Sam offers to lend a hand and finds the mistake right away. “You didn’t account for the possibility of someone looping back around to this screen after they’d already succeeded in similar situations.” He strokes a few keys. “I’ll let Kim know it’s fixed.”

He walks across the office and rests his arms on the top of her cubicle. Sam leans down and begins talking. When Kim responds, I see Sam shrug. Kim looks back at the programming room, but I turn away quickly.

“No biggie, man,” Sam says upon his return. “Even the best of us have to get used to the way content drives the programming.”

“It doesn’t make sense that someone would make the proper decision once but then make a mistake the second time,” I say.

“You’re thinking rationally, but not reasonably, man. We need to account for any possible outcome, and the result has to make sense. Sometimes people bomb these things for the fun of seeing how poorly they can do.”

I think of every bet I lost. And I think of the bets that followed.





21

JAMES AND I search for distraction. We invite my dad and stepmother for the weekend to show off the house and pick up all that’s dropped between us in the hustle of moving. “Where did you get these?” I ask.

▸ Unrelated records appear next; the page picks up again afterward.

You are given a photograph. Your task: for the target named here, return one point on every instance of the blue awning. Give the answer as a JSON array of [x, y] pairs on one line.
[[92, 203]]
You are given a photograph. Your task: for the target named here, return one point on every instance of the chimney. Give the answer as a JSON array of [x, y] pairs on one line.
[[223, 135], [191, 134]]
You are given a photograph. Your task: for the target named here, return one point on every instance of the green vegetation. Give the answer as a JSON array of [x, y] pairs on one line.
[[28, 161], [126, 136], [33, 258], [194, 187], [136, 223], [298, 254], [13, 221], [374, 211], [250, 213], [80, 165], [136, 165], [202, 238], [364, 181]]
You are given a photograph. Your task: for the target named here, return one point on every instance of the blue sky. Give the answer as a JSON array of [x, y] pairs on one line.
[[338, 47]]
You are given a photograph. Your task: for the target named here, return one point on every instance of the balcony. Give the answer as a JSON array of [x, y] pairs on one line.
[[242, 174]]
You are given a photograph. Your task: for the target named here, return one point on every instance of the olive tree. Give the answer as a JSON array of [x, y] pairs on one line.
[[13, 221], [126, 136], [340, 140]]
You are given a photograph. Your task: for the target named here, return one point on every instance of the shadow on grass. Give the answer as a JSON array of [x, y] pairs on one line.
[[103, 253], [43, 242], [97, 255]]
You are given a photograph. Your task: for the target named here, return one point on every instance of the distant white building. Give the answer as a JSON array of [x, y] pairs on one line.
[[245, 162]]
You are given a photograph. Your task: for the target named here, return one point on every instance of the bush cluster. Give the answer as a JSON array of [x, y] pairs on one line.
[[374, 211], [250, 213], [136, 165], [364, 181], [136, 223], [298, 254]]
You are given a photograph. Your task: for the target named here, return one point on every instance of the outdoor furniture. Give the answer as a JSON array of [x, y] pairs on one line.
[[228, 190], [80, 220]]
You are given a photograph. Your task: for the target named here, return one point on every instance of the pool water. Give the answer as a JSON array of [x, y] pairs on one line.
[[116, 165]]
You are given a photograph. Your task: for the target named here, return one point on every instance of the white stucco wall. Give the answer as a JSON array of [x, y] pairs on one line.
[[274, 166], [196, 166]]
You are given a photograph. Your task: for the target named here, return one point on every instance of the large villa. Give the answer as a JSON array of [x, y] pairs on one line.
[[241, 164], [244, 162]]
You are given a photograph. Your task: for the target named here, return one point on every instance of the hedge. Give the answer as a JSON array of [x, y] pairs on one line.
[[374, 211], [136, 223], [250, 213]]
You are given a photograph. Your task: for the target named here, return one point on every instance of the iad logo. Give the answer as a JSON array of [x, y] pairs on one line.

A small vase of flowers sits in the middle of the dining room table.

“I picked them on my walk through the woods this morning. And then some roses from the bush on the side of the house.”

“You can pick the flowers in the woods? You won’t get arrested?”

“Of course. This is milkweed and harebell and valerian, I think.” He reaches a hand around to pat himself on the back. “Nice work, James. I thought it might be a nice touch for Carol. I put a little jar up in the guest room, too.”

“I will keep you.” His charm can still make me blush.

My parents arrive, and the first thing my stepmother compliments is the flowers.

“That’s James’s doing. He picked them and arranged them,” I say.

“You hear that, Frank?” she says to my father. “James picked flowers! Take a cue. Anyway”—she turns back to me—“I’ve brought you a housewarming gift that might be a perfect way to showcase James’s talents.” From the entryway she fetches a gift bag that proclaims CONGRATULATIONS ON YOUR NEW ARRIVAL! beside a pale blue teddy bear. I take the bag from her and raise my eyebrows. “I know, but it was the only gift bag I had in the house, and you have experienced a new arrival of sorts.”

If it were only a case of Carol’s being stingy, I wouldn’t care, but I know the bag is also a wink that buying a house is the first step toward having a baby, making a proper family, a nod to our having told my parents we don’t want children. I pull the tissue out and find another piece of Pueblo pottery.